Junior Data Engineering interview questions
0–2 years
Fundamentals.
What is the difference between ETL and ELT?
ETL transforms data before loading; ELT loads raw data then transforms in the warehouse, leveraging its compute — common with modern cloud warehouses.
Cannot explain why ELT became popular.
What is the difference between a data warehouse and a data lake?
A warehouse stores structured, query-optimised data; a lake stores raw data of any format cheaply for later processing.
Uses the terms interchangeably.
What is a data pipeline?
An automated flow moving and transforming data from sources to destinations, ideally reliable and idempotent.
Copies data manually with ad-hoc scripts.
What is the difference between batch and streaming processing?
Batch processes data in scheduled chunks; streaming processes events continuously with low latency.
Picks one without considering latency needs.
What is a primary key and why does it matter in data?
A unique identifier enabling deduplication, joins and incremental processing.
Loads data with no unique key and creates duplicates.
What is schema-on-read vs schema-on-write?
Schema-on-write enforces structure at load time; schema-on-read applies it when querying raw data.
Doesn’t know the difference or its implications.
What is data normalisation vs denormalisation in analytics?
Normalised models reduce redundancy; analytical models often denormalise (star schema) for query performance.
Applies OLTP normalisation to an analytics workload.
Why is idempotency important in pipelines?
So re-running a job (after failure) doesn’t duplicate or corrupt data.
Reruns a job and doubles the data.
Mid-level Data Engineering interview questions
2–5 years
Modelling and orchestration.
How do you design an incremental data pipeline?
Process only new/changed data using watermarks or change data capture, with idempotent, restartable steps.
Reprocesses the entire dataset every run.
What is partitioning and why does it matter?
Splitting large datasets (often by date) so queries scan less and processing parallelises.
Queries scan entire unpartitioned tables.
How do you handle late-arriving or out-of-order data?
Watermarks, reprocessing windows, and upserts so corrections update prior results correctly.
Assumes data always arrives in order and on time.
What is a slowly changing dimension?
A modelling pattern for tracking how dimension attributes change over time (e.g. keeping history vs overwriting).
Overwrites history and loses point-in-time accuracy.
How do orchestration tools help?
They schedule, sequence, retry and monitor pipeline tasks with dependency management (e.g. DAGs).

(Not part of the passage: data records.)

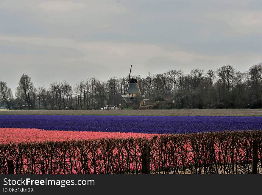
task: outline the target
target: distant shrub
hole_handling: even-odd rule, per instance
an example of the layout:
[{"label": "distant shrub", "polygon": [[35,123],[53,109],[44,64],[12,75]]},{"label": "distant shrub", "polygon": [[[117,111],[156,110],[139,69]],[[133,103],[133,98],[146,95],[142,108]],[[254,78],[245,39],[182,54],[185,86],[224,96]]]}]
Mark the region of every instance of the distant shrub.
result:
[{"label": "distant shrub", "polygon": [[139,107],[139,106],[138,105],[134,105],[132,107],[132,109],[133,110],[137,110]]},{"label": "distant shrub", "polygon": [[138,109],[139,110],[148,110],[150,109],[152,109],[152,106],[140,106]]},{"label": "distant shrub", "polygon": [[169,104],[165,107],[165,109],[167,110],[170,110],[173,108],[173,105],[171,104]]},{"label": "distant shrub", "polygon": [[166,101],[157,101],[152,105],[152,109],[165,109],[165,107],[167,105],[167,102]]},{"label": "distant shrub", "polygon": [[251,109],[255,109],[260,108],[262,108],[262,100],[260,100],[253,102],[252,102],[250,105],[250,108]]}]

Chains cron jobs with no dependency handling.
How do you ensure data quality?
Validation and tests on schema, nulls, uniqueness and ranges, with alerting when checks fail.
Ships data with no quality checks.
What is the difference between a fact and a dimension table?
Facts hold measurable events (numbers to aggregate); dimensions hold descriptive context to slice by.
Mixes measures and descriptors arbitrarily.
How do you handle backfills?
Idempotent, partition-aware reprocessing of historical data without disrupting ongoing loads.
Manually re-runs and creates duplicates or gaps.
Senior Data Engineering interview questions
5+ years
Scale and reliability.
How do you design a pipeline for scale and cost?
Partitioning, columnar formats, pushing compute to the warehouse, incremental processing, and monitoring cost drivers.
Scans everything and ignores cost.
How do you make pipelines reliable and observable?
Idempotent steps, retries, data-quality checks, lineage, alerting and SLAs on freshness.
No monitoring; failures found by users.
How do you handle schema evolution in data pipelines?
Backward-compatible changes, schema registries/contracts, and tolerant consumers so upstream changes don’t break downstream.
An upstream column change silently breaks everything.
What are the tradeoffs of streaming vs batch at scale?
Streaming gives low latency at higher operational complexity; batch is simpler and cheaper where latency allows.
Builds streaming everywhere with no need.
How do you approach data governance and lineage?
Track where data comes from and how it’s transformed, with cataloguing, access controls and quality ownership.
No idea how a metric was derived.
How do you optimise warehouse query performance and cost?
Partitioning/clustering, materialised or pre-aggregated tables, avoiding scans, and monitoring expensive queries.
Runs full-table scans repeatedly.
How do you handle personally identifiable information in data?
Classification, minimisation, masking/encryption, access controls, and compliance with regulations.
Copies raw PII everywhere with no controls.
How do you choose the right storage format?
Columnar formats (Parquet) for analytics, with compression and partitioning; row formats for transactional access.
Stores analytics data as raw CSV/JSON and pays for it.